Chromatic Dispersion in Single Mode Optical Fiber and Test Methods
Dispersion is a villain in Optical transmission. Dispersion is one of the parameter that decide the span of optical fiber link before the optical signal is required to be recovered to its original form. Dispersion broadens the signal pulse and it becomes messy after travelling some distance. Dispersion compensation fibers are used to nullify the effect of dispersion in a fiber optic link. Dispersion is a natural phenomenon which happens to light while it travels through a medium. Dispersion is the broadening of pulse width after travelling through the fiber. Chromatic dispersion or intra-modal dispersion happens in both single mode and multimode optical fibers.

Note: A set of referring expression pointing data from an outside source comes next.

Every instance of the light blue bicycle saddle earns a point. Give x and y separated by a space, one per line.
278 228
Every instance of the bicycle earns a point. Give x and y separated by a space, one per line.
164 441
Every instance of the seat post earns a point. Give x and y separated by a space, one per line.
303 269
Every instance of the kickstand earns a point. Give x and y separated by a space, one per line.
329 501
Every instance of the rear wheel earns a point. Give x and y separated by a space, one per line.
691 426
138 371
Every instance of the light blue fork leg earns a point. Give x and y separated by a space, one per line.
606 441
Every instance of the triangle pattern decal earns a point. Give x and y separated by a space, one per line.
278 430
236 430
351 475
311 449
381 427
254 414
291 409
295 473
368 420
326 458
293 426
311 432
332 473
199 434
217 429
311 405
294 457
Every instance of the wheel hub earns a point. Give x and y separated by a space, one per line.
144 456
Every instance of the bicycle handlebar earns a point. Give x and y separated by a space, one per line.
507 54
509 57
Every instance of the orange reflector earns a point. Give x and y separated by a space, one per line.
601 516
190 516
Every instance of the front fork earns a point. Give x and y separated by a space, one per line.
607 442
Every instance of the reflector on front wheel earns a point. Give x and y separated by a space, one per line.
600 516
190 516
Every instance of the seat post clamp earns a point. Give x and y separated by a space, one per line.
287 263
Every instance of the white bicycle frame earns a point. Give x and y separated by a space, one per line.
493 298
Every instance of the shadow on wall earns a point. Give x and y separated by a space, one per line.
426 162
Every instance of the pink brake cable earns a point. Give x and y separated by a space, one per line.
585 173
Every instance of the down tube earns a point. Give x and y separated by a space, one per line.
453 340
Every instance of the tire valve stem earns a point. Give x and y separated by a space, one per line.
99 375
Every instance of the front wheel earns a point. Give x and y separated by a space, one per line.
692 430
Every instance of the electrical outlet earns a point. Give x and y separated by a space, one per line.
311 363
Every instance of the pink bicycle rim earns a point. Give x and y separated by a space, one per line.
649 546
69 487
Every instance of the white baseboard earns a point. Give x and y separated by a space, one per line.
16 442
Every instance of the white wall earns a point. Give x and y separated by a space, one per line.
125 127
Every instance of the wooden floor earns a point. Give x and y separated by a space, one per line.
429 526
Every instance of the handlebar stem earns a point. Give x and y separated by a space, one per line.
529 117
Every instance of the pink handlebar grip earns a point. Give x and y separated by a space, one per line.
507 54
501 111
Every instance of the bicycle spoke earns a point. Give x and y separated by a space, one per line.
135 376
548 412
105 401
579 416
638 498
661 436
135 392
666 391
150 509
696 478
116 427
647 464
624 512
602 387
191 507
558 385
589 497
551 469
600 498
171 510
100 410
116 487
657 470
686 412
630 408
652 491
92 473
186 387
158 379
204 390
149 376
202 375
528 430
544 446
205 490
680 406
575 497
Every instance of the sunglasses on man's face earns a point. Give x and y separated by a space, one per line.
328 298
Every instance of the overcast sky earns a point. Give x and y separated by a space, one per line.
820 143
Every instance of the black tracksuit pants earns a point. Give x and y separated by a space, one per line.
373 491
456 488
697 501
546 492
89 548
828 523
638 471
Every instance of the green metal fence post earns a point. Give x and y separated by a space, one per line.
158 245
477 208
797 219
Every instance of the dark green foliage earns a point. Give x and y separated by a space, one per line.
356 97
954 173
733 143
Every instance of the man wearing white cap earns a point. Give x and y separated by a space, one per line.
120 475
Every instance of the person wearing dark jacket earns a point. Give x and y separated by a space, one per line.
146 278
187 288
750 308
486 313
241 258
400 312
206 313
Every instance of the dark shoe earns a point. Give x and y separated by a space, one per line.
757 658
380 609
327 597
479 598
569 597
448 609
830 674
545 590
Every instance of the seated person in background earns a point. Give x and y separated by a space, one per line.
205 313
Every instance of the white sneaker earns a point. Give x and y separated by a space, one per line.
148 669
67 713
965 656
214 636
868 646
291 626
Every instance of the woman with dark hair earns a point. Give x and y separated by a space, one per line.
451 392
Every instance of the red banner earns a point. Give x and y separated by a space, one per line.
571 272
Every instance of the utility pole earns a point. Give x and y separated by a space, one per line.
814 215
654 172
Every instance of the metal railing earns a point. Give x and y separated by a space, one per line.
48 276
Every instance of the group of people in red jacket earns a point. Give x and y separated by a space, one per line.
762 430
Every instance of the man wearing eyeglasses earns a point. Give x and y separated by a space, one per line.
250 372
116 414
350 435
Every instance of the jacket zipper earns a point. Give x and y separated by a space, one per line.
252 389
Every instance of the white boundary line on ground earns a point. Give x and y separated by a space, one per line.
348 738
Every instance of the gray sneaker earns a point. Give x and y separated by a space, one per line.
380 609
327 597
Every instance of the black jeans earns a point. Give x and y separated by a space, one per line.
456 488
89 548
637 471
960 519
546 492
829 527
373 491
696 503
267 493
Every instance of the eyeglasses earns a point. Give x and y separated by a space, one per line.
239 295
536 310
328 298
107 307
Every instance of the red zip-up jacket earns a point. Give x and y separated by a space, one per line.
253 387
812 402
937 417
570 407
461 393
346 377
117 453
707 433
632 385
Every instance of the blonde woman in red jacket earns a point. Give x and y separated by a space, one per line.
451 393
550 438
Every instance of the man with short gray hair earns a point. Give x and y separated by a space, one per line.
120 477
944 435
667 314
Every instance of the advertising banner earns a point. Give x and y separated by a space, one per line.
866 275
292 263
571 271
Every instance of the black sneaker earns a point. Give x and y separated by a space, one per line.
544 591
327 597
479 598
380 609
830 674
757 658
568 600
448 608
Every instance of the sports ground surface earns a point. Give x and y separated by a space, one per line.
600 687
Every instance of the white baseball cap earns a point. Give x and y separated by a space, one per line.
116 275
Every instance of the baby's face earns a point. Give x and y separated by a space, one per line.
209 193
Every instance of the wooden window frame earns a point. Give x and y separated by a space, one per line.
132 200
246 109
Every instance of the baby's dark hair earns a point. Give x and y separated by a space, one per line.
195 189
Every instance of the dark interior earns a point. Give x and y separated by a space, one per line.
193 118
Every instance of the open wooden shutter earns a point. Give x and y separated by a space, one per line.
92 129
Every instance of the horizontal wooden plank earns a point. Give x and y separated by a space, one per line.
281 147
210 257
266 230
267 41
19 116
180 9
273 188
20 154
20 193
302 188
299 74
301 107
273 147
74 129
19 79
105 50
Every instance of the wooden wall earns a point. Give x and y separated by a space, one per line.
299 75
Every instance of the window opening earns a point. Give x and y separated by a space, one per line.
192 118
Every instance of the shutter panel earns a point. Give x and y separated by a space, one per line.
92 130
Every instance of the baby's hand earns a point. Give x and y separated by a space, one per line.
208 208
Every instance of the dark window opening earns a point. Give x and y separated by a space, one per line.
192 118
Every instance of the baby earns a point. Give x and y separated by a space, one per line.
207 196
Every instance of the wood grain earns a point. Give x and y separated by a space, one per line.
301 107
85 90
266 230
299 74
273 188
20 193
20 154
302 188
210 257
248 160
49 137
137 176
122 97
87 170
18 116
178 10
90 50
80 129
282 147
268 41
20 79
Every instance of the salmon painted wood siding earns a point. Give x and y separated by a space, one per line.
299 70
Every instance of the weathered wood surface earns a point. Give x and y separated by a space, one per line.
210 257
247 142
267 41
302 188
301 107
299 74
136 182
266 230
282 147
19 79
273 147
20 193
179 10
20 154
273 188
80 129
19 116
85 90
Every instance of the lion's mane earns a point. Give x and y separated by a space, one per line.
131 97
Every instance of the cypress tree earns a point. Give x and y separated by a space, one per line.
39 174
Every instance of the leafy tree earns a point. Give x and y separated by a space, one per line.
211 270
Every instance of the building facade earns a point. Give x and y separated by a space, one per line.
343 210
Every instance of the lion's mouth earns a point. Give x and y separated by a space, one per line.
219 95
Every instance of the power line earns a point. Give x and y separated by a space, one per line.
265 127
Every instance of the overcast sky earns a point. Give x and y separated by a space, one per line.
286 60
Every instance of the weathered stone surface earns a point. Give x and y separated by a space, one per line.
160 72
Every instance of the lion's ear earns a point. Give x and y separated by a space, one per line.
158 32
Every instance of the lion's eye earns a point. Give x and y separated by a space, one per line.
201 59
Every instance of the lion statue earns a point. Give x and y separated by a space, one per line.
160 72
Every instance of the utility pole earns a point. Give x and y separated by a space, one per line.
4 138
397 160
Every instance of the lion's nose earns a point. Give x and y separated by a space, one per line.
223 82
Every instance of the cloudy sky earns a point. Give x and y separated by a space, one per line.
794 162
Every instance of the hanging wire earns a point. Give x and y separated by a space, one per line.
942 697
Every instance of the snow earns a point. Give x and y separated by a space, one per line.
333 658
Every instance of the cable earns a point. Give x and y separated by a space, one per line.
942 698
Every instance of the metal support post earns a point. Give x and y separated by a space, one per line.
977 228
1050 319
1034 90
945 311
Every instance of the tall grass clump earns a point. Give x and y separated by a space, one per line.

Chromatic dispersion is a wavelength dependant parameter. For a beam of light there are always a spectrum starting from violet color to the red color. Different colors travel with different velocities as they differ in wavelength even though the difference is small. Dispersion happens to the beam of light when different colors of light travel through the fiber at different speeds. Since the different colors of light have different velocities, some colors arrive at the far end of the fiber faster than others. This delay difference is called the differential group delay per unit length. Differential group delay is the cause for pulse broadening and pulse broadening is called dispersion.
Chromatic dispersion is measured according to EIA/TIA-455-168. Chromatic dispersion can also be measured in the frequency domain using EIA/TIA-455-169 and EIA/TIA-455-175. These methods measure the composite optical fiber material and waveguide dispersion. IEC 60793-1-42 use differential phase shift method for the measurement of chromatic dispersion.
There are chromatic dispersion measurement methods that use the group delay as a function of wavelength and the chromatic dispersion and dispersion slope are deduced from the derivatives with respect to wavelength of this data.
Chromatic dispersion of graded-index multimode and step index single mode fiber is obtained by measuring fiber group delays in the time domain. Such kind of chromatic dispersion measurements are done by using multi-wavelength sources or multiple sources of different wavelengths. A multi-wavelength source can be a wavelength selectable laser.
Before starting chromatic dispersion measurement, a reference fiber is tested to measure the delay and kept in the memory of the system. This reference fiber is usually a 2 meter length patch chord which is connected to the input end and output end of the testing equipment. The delay for the pulses for both a long test sample fiber and a short reference fiber are measured over a range of wavelengths. The pulse delay for the reference fiber as a function of wavelength is PDin. The pulse delay for the fiber under test as a function of wavelength is PDout. Then the group delay PD, per unit length at each wavelength is:
PD = (PDin – PDout)/(Ls-Lr)
Where, Ls is the length of the fiber under test in kilometers and the Lr is the length of the reference sample, usually a fiber optic patch chord, in kilometers.
Chromatic dispersion for an optical fiber is defined as the derivative, or slope, of the fiber group delay curve with respect to wavelength. Generally, the group delay as a function of wavelength is fit to a simple mathematical function and the derivative calculated. The range of wavelengths over which meaningful data is obtained depends on the wavelength range of optical sources used. The zero-dispersion wavelength and the zero dispersion slope are determined from the chromatic dispersion curve.